1. Being polite. I realize the social convention that tells us it’s bad to walk around punching people in the face exists to protect all of us from each other. God knows there are probably of plenty people out there who would like nothing more than the opportunity to slug me with no repercussions, but still, there’s something infuriating about being in a position day-in-and-day-out of being annoyed to your wits end and not being able to say or do anything about it because it would be considered rude. The people who don’t get typical social cues shouldn’t be covered by normal social conventions. When I’ve turned my back to you and you keep talking, I should be allowed to punch you in the face. Invade my personal bubble? Punch in the face. Have no clue that others aren’t interested in a monolog about your top five worst medical problems? Punch in the face. Twice. You get the point. When someone lives outside society’s norms, maybe they shouldn’t be protected by those norms. If your feelings get hurt and your nose gets bloodied in the process, well, maybe that’s just a lesson learned… and yet for some reason when you tell someone they’re being an obnoxious douchecanoe, you’re suddenly the asshat. There is no justice.

2. Celebrities. You know the funny thing about celebrities behaving badly? Their asshattery is only covered by the news outlets because we all tune in. Justin Bieber getting a DUI? News. Brittany Spears flashing her hoohaw. News. Kim and Kanye doing anything? News. Except the thing is, it’s not news. People get DUI’s, show their lady parts, and are generally stupid every day of the year without it being the lead story on every website and newspaper in the country. Celebrities get the attention they do not because they behave badly, but simply because we allow it to be so. It’s the classic example of ignore it and they will go away. Or at least they’ll continue to get into trouble, but do it more or less in anonymity and without it becoming a spectacle. It’s a crying shame that we all can’t just agree to ignore these tools until they stop getting the ink they so desperately want.
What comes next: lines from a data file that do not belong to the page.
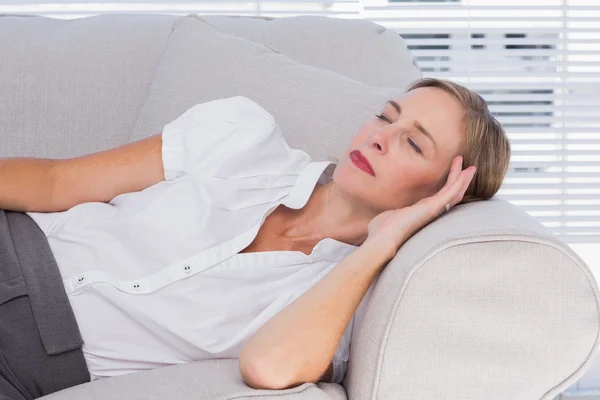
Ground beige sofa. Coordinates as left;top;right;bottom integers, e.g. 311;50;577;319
0;15;600;400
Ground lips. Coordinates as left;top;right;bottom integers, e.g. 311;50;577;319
350;150;375;176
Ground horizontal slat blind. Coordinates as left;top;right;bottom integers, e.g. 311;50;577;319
0;0;600;243
363;0;600;243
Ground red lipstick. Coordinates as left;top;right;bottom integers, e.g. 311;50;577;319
350;150;375;176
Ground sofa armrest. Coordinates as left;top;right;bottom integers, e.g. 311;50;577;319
344;197;600;400
40;359;347;400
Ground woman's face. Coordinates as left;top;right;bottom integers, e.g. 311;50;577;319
333;87;467;212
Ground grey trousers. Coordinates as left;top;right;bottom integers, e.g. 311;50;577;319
0;209;90;400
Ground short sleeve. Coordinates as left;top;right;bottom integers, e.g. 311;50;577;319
162;96;276;180
331;285;373;384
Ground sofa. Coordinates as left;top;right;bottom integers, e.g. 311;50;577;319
0;14;600;400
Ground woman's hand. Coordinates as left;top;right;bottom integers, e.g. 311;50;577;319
364;156;476;259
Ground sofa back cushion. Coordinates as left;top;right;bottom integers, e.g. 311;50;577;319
131;15;422;160
0;15;177;158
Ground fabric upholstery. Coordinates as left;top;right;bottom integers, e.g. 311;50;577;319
0;15;177;158
344;198;600;400
40;359;346;400
202;15;421;89
127;15;414;160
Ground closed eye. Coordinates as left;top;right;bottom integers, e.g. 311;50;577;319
375;114;423;155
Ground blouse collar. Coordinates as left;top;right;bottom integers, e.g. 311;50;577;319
282;161;359;262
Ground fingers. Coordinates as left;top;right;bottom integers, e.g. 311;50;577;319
450;166;477;206
442;156;463;190
434;156;476;213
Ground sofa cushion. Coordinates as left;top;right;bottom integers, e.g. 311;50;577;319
130;15;414;160
40;359;347;400
202;15;421;89
0;15;177;158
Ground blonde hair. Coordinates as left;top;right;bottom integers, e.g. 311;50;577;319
406;78;511;204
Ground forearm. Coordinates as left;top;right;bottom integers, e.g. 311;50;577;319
0;157;56;212
239;242;391;389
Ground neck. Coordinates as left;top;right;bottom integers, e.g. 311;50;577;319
282;181;377;246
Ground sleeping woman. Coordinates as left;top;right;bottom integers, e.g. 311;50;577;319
0;78;511;400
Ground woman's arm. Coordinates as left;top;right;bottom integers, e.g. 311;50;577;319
239;156;475;389
239;241;396;389
0;133;164;212
0;157;56;212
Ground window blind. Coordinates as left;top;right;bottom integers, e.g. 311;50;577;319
0;0;600;243
363;0;600;243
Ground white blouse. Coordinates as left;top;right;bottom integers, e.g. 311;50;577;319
27;96;371;383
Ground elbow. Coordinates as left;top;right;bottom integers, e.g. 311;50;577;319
239;357;299;390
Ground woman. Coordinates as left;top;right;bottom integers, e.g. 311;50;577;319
0;78;510;398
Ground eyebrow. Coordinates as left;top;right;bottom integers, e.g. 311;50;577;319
386;100;437;153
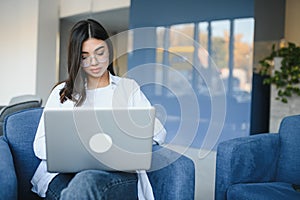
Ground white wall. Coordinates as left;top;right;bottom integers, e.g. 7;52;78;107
0;0;38;105
0;0;59;105
60;0;130;18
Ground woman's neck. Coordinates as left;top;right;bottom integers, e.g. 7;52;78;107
87;71;109;90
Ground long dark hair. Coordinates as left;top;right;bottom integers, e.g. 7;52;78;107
59;19;115;106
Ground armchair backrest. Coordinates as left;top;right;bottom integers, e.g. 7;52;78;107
4;108;43;199
0;95;42;135
276;115;300;185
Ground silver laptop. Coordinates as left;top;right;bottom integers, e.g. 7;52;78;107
44;107;155;173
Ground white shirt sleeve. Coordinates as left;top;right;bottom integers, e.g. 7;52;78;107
129;81;167;144
33;83;64;160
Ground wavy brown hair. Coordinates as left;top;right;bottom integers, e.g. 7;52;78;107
59;19;115;106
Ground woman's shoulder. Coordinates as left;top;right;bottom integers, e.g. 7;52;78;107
111;75;137;85
52;81;66;91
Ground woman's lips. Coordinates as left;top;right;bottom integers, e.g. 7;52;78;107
91;67;101;73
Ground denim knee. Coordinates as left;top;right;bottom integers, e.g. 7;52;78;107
61;170;137;200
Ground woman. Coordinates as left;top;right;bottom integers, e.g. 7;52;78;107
31;19;166;199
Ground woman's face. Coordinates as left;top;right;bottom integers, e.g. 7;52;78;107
81;38;109;78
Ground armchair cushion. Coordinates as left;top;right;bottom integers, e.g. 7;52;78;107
227;182;300;200
215;134;279;199
0;95;42;135
0;108;195;200
0;136;18;199
277;115;300;185
1;108;43;199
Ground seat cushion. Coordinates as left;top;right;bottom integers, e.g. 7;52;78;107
276;115;300;185
4;108;43;199
227;182;300;200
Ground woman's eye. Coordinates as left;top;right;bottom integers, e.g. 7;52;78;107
97;51;104;56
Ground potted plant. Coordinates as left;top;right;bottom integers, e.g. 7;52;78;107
257;43;300;103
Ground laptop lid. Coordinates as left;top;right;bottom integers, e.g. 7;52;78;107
44;107;155;173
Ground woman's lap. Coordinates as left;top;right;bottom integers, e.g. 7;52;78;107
46;170;137;200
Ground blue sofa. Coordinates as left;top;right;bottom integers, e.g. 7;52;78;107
0;108;195;200
215;115;300;200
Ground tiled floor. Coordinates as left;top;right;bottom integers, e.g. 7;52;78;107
168;145;216;200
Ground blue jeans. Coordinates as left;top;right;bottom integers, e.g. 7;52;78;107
46;145;195;200
45;170;137;200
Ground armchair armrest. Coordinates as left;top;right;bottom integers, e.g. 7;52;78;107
215;133;280;200
0;136;18;199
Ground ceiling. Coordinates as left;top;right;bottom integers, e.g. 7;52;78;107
62;8;129;34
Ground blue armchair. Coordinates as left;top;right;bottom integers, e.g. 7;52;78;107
215;115;300;200
0;108;195;200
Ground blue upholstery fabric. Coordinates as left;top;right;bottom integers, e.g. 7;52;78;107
215;134;279;199
0;108;195;200
1;108;43;199
0;136;18;200
276;115;300;185
215;115;300;200
227;182;300;200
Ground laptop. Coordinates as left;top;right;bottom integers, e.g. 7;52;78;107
44;107;155;173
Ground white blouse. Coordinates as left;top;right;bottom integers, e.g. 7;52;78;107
31;74;166;200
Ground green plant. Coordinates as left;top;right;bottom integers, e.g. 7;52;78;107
257;43;300;103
3. Policy. As a rule, policy is something I’ve always considered a guideline. It’s the user’s manual version of how to do things – 98.9% of the time, policy coverers just about everything you’ll deal with on a regular basis. Conveniently, though, policy very rarely has the force of something more codified, say like a regulation or a law. That means there’s almost always a way to get an exception to policy (or in more extreme circumstances just ignore the policy because it doesn’t pass the common sense test within the context of new or extenuating circumstances). No one is doing themselves a service when the blindly follow something just because “that’s how it’s done” or “that’s the policy.” You see, the problem with blind adherence to anything is that it so often comes with unintended consequences… and those so very rarely end well for anyone.

In the streets…

I was a kid when the Berlin Wall fell. I watched it, like the rest of the world, from on the living room television on the still new medium of 24-hour cable news. A few years later, on Christmas Day 1991, I watched the red banner of the Soviet Union lowered atop the Kremlin for the last time and the Evil Empire vote itself out of existence. It was supposed to be the “end of history” and a new era of peace and prosperity as the cold war between superpowers ended with a wimper and not a bang. And it seemed that way. For a while.
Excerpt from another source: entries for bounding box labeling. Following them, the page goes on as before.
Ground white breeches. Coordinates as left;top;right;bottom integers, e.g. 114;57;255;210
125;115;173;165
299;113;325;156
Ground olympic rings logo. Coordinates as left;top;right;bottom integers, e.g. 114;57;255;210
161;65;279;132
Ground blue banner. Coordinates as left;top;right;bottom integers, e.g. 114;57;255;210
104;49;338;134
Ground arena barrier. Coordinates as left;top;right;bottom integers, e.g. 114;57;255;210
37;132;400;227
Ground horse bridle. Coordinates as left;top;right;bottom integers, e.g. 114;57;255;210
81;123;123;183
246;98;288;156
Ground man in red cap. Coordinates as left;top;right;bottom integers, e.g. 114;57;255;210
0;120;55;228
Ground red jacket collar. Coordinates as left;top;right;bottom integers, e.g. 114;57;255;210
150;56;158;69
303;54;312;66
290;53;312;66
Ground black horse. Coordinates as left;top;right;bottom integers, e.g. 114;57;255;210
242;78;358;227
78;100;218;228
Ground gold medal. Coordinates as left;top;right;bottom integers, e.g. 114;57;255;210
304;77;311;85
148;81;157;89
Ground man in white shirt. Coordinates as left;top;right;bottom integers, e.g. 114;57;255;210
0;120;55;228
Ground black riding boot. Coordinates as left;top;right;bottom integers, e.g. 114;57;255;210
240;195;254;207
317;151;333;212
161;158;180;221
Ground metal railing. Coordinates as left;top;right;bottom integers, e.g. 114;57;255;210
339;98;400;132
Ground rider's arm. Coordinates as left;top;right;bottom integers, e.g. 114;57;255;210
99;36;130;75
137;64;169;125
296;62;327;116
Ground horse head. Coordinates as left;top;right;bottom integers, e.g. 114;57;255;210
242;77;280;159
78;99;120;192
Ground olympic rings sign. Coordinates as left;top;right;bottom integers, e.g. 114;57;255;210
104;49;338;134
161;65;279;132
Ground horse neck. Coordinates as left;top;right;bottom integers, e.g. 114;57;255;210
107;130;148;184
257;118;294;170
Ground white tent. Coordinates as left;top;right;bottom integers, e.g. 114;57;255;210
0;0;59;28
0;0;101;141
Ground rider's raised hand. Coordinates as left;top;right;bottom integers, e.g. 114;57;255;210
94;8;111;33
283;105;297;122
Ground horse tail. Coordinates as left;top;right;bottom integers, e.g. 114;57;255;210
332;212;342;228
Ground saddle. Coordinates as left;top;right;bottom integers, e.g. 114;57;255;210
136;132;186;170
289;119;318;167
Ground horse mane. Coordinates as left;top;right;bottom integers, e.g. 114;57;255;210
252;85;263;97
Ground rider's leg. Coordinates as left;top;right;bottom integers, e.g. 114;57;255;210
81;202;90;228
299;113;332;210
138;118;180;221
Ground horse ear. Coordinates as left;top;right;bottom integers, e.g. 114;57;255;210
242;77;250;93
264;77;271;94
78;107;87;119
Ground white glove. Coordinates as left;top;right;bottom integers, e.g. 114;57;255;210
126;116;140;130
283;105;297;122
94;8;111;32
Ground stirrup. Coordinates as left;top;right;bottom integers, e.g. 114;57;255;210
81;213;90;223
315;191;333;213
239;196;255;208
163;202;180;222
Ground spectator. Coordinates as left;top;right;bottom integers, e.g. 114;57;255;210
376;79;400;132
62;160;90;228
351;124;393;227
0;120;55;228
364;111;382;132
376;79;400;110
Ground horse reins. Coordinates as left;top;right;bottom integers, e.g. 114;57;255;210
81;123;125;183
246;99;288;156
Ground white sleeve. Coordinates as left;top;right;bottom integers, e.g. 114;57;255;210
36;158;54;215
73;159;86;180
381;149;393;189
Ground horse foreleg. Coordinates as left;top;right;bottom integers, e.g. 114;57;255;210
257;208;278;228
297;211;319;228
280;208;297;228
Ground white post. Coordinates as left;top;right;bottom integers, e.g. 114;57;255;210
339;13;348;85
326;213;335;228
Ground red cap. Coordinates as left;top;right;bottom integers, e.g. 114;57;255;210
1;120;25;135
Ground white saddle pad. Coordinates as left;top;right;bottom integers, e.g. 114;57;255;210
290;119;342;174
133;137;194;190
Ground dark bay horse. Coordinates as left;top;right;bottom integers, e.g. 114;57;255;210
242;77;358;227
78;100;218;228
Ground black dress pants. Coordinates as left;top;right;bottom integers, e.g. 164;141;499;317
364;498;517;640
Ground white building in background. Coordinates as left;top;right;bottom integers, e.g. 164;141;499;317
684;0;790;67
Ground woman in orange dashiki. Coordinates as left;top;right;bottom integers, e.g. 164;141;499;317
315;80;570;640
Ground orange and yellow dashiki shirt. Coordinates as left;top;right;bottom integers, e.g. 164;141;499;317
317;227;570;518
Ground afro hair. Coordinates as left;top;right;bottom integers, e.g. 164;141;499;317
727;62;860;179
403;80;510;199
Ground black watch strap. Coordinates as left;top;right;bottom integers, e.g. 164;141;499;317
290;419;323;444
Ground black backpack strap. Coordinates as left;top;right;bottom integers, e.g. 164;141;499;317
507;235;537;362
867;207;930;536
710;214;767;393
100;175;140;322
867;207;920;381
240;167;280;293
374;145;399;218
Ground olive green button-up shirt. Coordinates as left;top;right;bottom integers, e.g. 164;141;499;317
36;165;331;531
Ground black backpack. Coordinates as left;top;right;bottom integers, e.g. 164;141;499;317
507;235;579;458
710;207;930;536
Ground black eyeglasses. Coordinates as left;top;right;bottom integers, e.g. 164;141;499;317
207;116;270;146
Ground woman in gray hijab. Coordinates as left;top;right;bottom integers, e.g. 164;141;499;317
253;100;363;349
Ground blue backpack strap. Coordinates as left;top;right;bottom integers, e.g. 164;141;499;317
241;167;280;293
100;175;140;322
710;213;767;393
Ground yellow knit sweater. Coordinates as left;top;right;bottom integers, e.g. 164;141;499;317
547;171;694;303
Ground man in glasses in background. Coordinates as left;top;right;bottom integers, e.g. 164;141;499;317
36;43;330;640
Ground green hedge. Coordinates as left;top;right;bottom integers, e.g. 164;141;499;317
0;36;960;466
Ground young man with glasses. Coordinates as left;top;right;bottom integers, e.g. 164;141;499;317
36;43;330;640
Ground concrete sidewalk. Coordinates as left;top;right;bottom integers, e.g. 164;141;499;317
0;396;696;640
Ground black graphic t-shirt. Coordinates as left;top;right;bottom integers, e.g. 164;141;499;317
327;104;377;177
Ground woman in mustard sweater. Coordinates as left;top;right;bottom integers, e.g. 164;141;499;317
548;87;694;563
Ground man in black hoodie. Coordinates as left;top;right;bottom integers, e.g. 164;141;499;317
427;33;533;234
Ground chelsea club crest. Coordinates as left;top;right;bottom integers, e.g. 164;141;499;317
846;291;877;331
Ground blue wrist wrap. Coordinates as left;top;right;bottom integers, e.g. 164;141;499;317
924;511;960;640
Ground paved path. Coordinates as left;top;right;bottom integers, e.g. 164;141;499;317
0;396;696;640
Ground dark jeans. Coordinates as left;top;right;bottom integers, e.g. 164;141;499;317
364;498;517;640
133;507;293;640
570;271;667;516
With the benefit of hindsight, we all know now that history was mostly just taking a breather. An operational pause if you will. Instead of stable, peaceful, and decidedly American, we discovered that without the weight of two competing superpowers, the world was a complex and and downright messy. The price of winning the Cold War was learning to live in a much less certain world full of unintended consequences.

I’m once again watching unimaginable events beamed from space into the comfort of my own living room. Twenty years have passed, the names and places have changed, but it’s the same old story. A change is gonna come. In Egypt. In Libya. Perhaps in Saudi Arabia and across the whole Middle East the world is proving, once again, that it’s still a complicated place. After all, we’re still America and it’s our long-held obligation to midwife democracy wherever in the world it might take root. We must, together, stand with these people who are rising up against decades of ruthless tyranny – not to dominate them – but to help them on the path to real and lasting democracy crafted to suit the particular needs of their country and their culture.

We have a moment, and just a moment, where history hangs in the balance. We’ve proved our mettle in two grinding wars to defeat a ruthless enemy on the battlefield. Now let us show our mettle as peacemakers and diplomats to take away the very chaos, instability, and hatred that sustain our enemies.